The aim of this study was to investigate the feasibility of integrating three-dimensional rotational angiography (3D-RA) data into a surgical navigation system and to assess its accuracy and potential clinical benefit.

Methods

The study cohort consisted of 16 patients with 16 intracranial aneurysms who had been scheduled for routine or emergency surgery. Rotational angiography data were exported using a virtual reality modeling language file format and imported into the BrainLAB VectorVision2 image-guided surgery equipment. During 3D-RA the position of the head was measured using a special headframe. The authors also determined the accuracy of 3D-RA image guidance and the clinical benefit as judged by the surgeon, including, for example, early identification of branching vessels and the aneurysm.

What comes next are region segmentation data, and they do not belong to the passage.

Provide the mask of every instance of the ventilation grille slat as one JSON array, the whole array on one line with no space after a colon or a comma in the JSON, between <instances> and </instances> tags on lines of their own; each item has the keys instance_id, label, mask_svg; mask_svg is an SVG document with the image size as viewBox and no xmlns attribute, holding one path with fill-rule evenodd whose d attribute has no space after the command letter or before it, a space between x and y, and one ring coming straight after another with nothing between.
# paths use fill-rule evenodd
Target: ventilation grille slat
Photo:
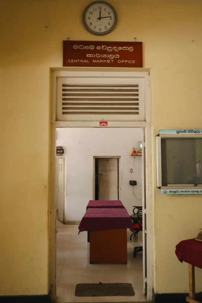
<instances>
[{"instance_id":1,"label":"ventilation grille slat","mask_svg":"<svg viewBox=\"0 0 202 303\"><path fill-rule=\"evenodd\" d=\"M63 84L63 115L138 115L138 84Z\"/></svg>"}]
</instances>

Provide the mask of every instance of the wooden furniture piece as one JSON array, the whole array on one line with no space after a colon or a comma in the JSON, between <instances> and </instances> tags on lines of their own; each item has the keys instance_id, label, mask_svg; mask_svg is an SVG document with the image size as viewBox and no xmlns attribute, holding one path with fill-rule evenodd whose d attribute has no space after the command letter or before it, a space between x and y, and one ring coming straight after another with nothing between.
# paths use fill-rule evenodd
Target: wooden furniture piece
<instances>
[{"instance_id":1,"label":"wooden furniture piece","mask_svg":"<svg viewBox=\"0 0 202 303\"><path fill-rule=\"evenodd\" d=\"M187 297L186 301L190 303L198 302L196 300L195 291L195 267L191 264L189 264L189 296Z\"/></svg>"},{"instance_id":2,"label":"wooden furniture piece","mask_svg":"<svg viewBox=\"0 0 202 303\"><path fill-rule=\"evenodd\" d=\"M125 208L88 208L78 229L90 232L90 263L127 264L127 229L133 225Z\"/></svg>"},{"instance_id":3,"label":"wooden furniture piece","mask_svg":"<svg viewBox=\"0 0 202 303\"><path fill-rule=\"evenodd\" d=\"M196 299L195 267L202 269L202 242L195 239L181 241L176 246L175 254L178 259L189 264L189 295L186 301L190 303L199 303Z\"/></svg>"},{"instance_id":4,"label":"wooden furniture piece","mask_svg":"<svg viewBox=\"0 0 202 303\"><path fill-rule=\"evenodd\" d=\"M127 264L126 228L90 234L90 264Z\"/></svg>"},{"instance_id":5,"label":"wooden furniture piece","mask_svg":"<svg viewBox=\"0 0 202 303\"><path fill-rule=\"evenodd\" d=\"M120 200L89 200L88 208L125 208ZM88 232L88 242L90 242L90 234Z\"/></svg>"}]
</instances>

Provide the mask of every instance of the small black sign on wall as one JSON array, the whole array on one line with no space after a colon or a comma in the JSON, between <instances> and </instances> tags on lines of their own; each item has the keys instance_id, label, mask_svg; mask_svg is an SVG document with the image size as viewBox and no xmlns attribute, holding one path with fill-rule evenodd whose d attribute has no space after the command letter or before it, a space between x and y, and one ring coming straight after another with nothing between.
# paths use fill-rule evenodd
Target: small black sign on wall
<instances>
[{"instance_id":1,"label":"small black sign on wall","mask_svg":"<svg viewBox=\"0 0 202 303\"><path fill-rule=\"evenodd\" d=\"M62 156L64 153L65 150L62 146L56 146L56 156Z\"/></svg>"}]
</instances>

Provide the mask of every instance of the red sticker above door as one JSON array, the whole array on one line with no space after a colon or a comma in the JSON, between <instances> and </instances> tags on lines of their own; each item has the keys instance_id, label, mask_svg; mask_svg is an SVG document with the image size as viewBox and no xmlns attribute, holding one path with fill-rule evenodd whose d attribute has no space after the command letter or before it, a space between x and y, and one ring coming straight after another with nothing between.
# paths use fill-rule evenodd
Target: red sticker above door
<instances>
[{"instance_id":1,"label":"red sticker above door","mask_svg":"<svg viewBox=\"0 0 202 303\"><path fill-rule=\"evenodd\" d=\"M108 126L108 122L106 121L101 121L100 122L100 126Z\"/></svg>"}]
</instances>

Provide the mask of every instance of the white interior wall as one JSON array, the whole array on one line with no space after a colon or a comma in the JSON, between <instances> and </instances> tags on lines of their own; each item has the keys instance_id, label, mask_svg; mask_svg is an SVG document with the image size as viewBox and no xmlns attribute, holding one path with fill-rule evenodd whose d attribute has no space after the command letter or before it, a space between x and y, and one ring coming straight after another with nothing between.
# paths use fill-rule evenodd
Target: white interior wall
<instances>
[{"instance_id":1,"label":"white interior wall","mask_svg":"<svg viewBox=\"0 0 202 303\"><path fill-rule=\"evenodd\" d=\"M135 197L130 180L136 180L135 195L142 198L141 157L134 164L131 156L142 130L134 128L62 128L57 129L56 145L65 148L67 173L66 221L80 221L88 201L93 199L94 156L118 156L121 172L119 198L129 213L133 205L141 205ZM133 172L130 172L131 168ZM56 178L56 180L57 178ZM56 184L56 185L57 185Z\"/></svg>"}]
</instances>

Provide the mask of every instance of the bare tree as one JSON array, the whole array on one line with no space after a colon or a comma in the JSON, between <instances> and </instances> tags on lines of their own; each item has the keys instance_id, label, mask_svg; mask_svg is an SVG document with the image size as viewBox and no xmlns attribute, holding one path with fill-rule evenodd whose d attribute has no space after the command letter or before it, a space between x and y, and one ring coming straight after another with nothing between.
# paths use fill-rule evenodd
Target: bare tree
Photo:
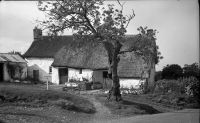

There was good correspondence between the 3D-RA–based navigation data and the intraoperative vascular anatomy in all cases, with a maximum error of 9° of angulation and 9° of rotation. In eight cases, the surgeon determined that the 3D-RA image guidance facilitated the surgical procedure by predicting the location of the aneurysm or the origin of a branching artery that had been covered by brain tissue and blood clots.

Conclusions

The integration of 3D-RA into surgical navigation systems is feasible, but it currently requires a new perspective-registration technique. The intraoperative 3D view provides useful information about the vascular anatomy and may improve the quality of aneurysm surgery in selected cases.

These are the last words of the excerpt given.